High Court Judge Chinembiri Bhunu, when overturning last week's decision by a lower court to deny the four bail, said he is of the firm view that granting bail with strict conditions will meet the justice of the case.
The bail for the four was set at $500 for each. Mtetwa was also granted bail for the same amount on Monday.
President Jacob Zuma said on Wednesday the five Brics nations would begin talks to establish a development bank. However, he warned that Brics nations needed to be vigilant "to underlying weaknesses" in the world economy.
The establishment of a Brics development bank was suggested at the Fourth Brics Summit last year. Finance ministers of the five countries, Brazil, Russia, India, China, and South Africa, met on Tuesday to iron out details of the bank.

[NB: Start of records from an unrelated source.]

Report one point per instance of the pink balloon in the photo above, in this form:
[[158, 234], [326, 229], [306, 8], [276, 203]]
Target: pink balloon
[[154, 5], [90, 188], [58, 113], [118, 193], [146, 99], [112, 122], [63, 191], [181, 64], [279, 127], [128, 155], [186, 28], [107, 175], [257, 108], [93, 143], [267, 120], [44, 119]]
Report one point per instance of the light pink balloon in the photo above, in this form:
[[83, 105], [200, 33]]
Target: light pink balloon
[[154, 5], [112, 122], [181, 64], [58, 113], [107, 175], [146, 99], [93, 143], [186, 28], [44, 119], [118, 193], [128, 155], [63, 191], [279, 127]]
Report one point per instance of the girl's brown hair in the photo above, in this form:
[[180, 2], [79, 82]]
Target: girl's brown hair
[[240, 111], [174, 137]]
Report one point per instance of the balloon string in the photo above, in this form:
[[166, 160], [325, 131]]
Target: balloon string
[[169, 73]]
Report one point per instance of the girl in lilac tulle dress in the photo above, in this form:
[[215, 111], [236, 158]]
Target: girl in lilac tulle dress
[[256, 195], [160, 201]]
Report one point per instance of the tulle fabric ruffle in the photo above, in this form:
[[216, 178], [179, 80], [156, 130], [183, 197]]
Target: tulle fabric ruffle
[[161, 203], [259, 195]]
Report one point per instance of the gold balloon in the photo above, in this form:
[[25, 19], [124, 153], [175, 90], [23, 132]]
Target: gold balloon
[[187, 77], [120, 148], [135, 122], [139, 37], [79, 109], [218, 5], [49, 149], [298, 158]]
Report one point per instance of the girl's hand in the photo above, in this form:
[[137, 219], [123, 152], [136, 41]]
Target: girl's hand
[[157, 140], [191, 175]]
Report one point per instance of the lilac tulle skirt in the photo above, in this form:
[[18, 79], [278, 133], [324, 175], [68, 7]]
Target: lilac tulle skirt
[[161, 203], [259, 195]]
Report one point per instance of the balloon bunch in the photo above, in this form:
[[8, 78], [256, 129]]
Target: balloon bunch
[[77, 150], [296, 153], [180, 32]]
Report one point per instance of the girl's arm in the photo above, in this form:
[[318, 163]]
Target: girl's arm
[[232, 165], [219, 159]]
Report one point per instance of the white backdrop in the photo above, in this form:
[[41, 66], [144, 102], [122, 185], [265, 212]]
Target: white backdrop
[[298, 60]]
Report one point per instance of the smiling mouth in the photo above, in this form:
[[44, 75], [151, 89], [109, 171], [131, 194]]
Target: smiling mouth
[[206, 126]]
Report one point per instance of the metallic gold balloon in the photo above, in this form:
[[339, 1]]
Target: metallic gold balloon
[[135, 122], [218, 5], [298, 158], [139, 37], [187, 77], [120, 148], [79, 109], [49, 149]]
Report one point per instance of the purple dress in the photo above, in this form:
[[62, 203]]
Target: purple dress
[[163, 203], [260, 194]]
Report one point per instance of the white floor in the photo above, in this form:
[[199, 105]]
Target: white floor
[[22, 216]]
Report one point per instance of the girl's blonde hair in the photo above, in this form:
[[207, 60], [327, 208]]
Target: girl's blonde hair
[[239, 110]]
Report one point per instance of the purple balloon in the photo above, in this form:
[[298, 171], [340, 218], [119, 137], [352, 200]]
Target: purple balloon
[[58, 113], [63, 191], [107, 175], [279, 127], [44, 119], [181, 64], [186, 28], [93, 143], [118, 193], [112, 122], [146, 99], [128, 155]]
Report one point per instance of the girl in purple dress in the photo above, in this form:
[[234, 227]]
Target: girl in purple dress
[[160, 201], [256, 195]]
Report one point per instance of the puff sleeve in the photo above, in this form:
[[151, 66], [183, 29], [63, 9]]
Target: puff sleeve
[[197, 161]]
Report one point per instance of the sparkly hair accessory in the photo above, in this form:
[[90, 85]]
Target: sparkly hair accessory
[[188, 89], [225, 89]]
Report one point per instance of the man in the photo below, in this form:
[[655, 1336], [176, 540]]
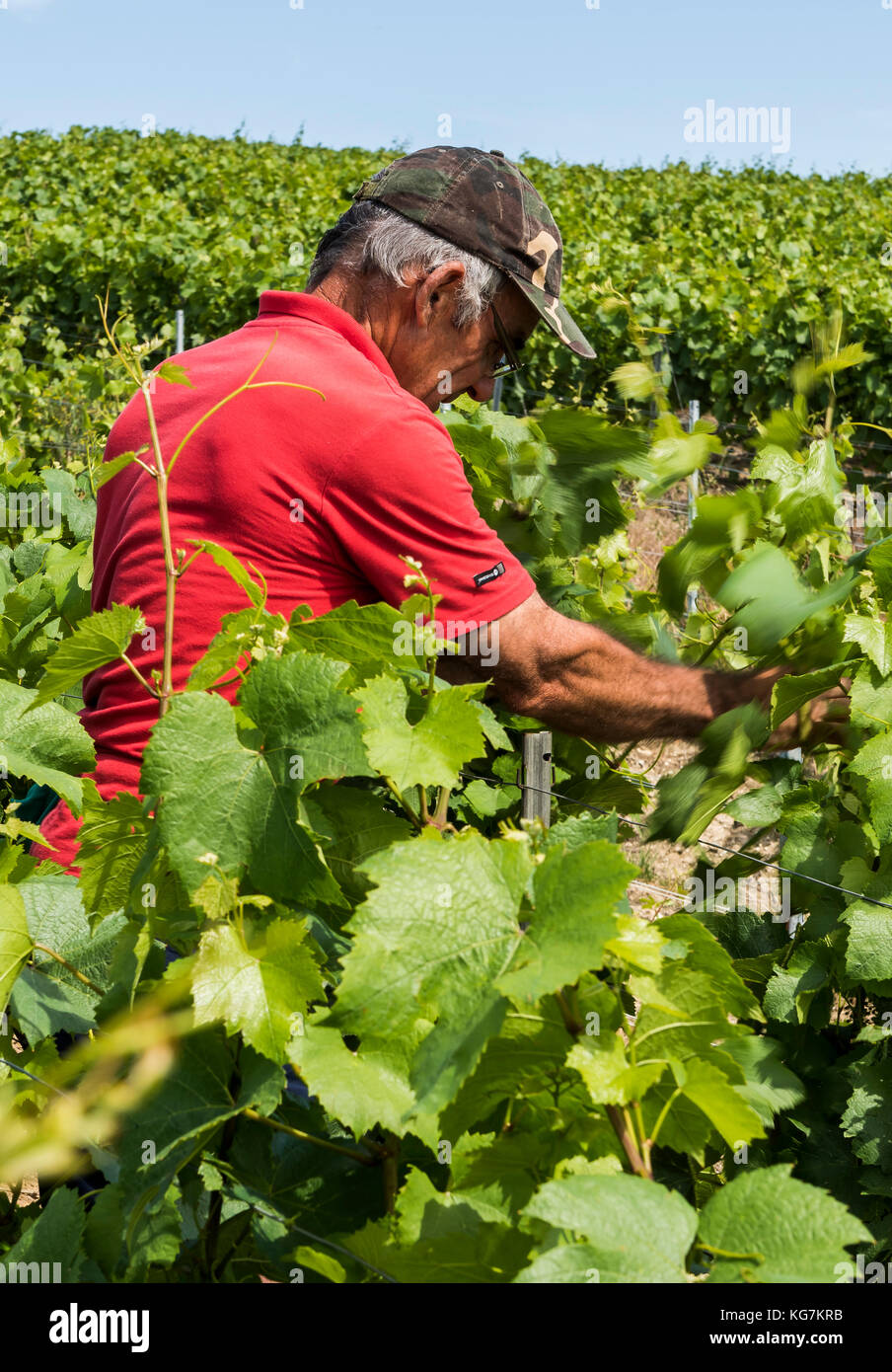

According to the Russian finance minister, agreement couldn’t be reached on a number of issues related to the bank's formation. These included whether voting rights would be accorded based on the size of contributions by member states, or by consensus; and the bank's location.
Notwithstanding the fact that Brics members all had their own problems, Zuma said cooperation of the Brics countries with the rest of Africa was critical, as Brics countries stood to benefit from their convergence and collective strength.
Also making headlines:
The Industrial Development Corporation has signed MoUs with its counterparts from China, Russia and Brazil to facilitate mutual cooperation for improved economic growth and job creation.
The Rustenburg bus-rapid project is on track as the Rustenburg local municipality unveils the design for the Central Station.
And, MPs are cautiously optimistic about the National Energy Regulator of South Africa's determination of electricity tariffs.
That's a roundup of news making headlines today.